Romans 2:1-24, 3:21-30
The Limitations of the Law (2:1-24)
In this passage Paul seems to be making an example of the Jews. In fact, one commentary that I use titled this passage "the failure of the Jews." Of course, Paul was a Jew himself so maybe he felt that this context was the safest one for his message. In the same way, I might criticize or make jokes about my own family, but I certainly wouldn't stand for it if someone outside the family said the exact same things. The Jews of Paul's experience were dedicated to living a life that focused on a code of righteousness that was pleasing to God. Nothing wrong with that! However, choosing to live at a higher standard can lead to self-righteousness and a judgmental attitude. No skill is more easily mastered than the ability to detect the flaws of others. Not only is this skill a delight to practice, it has the added bonus of confirming our own integrity.
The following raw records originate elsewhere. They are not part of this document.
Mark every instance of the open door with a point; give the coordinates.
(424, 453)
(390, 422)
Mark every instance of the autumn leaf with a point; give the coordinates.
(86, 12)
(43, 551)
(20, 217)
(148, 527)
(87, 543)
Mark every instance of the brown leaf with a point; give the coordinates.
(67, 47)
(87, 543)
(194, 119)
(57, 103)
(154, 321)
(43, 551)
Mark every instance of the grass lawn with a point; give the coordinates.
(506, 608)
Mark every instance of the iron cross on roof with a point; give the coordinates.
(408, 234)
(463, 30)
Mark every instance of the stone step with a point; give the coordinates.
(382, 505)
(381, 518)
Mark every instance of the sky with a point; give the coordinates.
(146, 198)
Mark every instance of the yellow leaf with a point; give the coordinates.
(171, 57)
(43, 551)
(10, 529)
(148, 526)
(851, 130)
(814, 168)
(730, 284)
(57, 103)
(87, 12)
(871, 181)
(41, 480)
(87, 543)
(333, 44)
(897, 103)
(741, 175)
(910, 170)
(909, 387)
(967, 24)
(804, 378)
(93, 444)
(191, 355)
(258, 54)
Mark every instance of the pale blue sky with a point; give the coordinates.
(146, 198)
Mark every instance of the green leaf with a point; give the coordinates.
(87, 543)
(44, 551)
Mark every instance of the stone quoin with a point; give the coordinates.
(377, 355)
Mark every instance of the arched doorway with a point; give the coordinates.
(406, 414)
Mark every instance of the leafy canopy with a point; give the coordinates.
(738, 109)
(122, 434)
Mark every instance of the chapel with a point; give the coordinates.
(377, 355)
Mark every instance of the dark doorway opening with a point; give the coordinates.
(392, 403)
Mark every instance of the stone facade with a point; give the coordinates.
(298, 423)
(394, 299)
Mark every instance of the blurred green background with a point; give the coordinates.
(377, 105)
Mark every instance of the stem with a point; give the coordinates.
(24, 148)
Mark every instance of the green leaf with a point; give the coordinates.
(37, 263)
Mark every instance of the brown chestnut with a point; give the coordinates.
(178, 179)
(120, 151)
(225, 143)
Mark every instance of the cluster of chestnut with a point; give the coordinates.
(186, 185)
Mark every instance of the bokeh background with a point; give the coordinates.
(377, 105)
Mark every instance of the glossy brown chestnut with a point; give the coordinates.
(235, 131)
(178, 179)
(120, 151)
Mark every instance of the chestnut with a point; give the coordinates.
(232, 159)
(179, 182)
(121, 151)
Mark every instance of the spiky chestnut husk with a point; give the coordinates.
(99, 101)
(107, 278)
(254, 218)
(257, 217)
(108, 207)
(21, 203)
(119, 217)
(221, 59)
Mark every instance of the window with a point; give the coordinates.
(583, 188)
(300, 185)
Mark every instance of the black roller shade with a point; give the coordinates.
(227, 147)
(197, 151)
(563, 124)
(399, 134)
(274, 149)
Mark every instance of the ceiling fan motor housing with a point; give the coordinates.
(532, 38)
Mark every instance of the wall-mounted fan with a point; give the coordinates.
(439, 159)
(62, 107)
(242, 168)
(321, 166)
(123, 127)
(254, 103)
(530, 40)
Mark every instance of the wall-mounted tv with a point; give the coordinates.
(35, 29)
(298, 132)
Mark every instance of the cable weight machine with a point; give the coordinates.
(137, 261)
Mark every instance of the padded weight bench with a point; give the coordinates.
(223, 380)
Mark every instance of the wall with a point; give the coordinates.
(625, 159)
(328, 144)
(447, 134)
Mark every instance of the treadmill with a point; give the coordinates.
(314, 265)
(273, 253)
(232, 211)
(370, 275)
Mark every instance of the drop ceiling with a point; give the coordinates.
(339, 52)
Paul points out that anyone who appoints himself as judge has essentially declared himself as divine, and Paul does find something wrong with that. Here lies the limitation of the law-- good people can allow their goodness to betray them into self satisfaction and
superiority. It's not like Paul was the first Jew to notice this. We find the same message repeatedly throughout the Old Testament prophets.
It's an odd point that warning people about being judgmental can come off sounding very judgmental.
God, on the contrary, who is entitled to judge, does so "according to truth." He alone knows all the facts, and He alone can set them in the light of perfect righteousness. This is good to keep in mind, because Paul seems to imply that all of us are in the path of God's wrath and fury. The Jew is not excused because he has the law, and the Gentile is not excused because he lacks it. That covers pretty much everyone. For those with greater privileges, there are heavier responsibilities, but all will be judged by the moral insight that is possessed. Paul is getting pretty liberal here --- he acknowledges righteous Gentiles outside the narrow and exclusive confines of the law. He concedes that reason and conscience are the evidence of God's presence within each person, but the full revelation of grace is through Christ alone.
The Saving Act of Justification (3:21-30)
In this passage Paul presents justification as something needed by everyone and available to everyone. It is an act of God, and it manifests his essential nature. It becomes effective when it meets the response of faith. Most of the common metaphors of atonement are included in this passage. Being "made righteous" is like being acquitted and freed from prison. "Redemption" refers to the slave who is freed through the payment of money. "Expiation" is a term associated with ritual sacrifice and reconciliation. All of these are analogies, though, and all are insufficient to explain God's grace.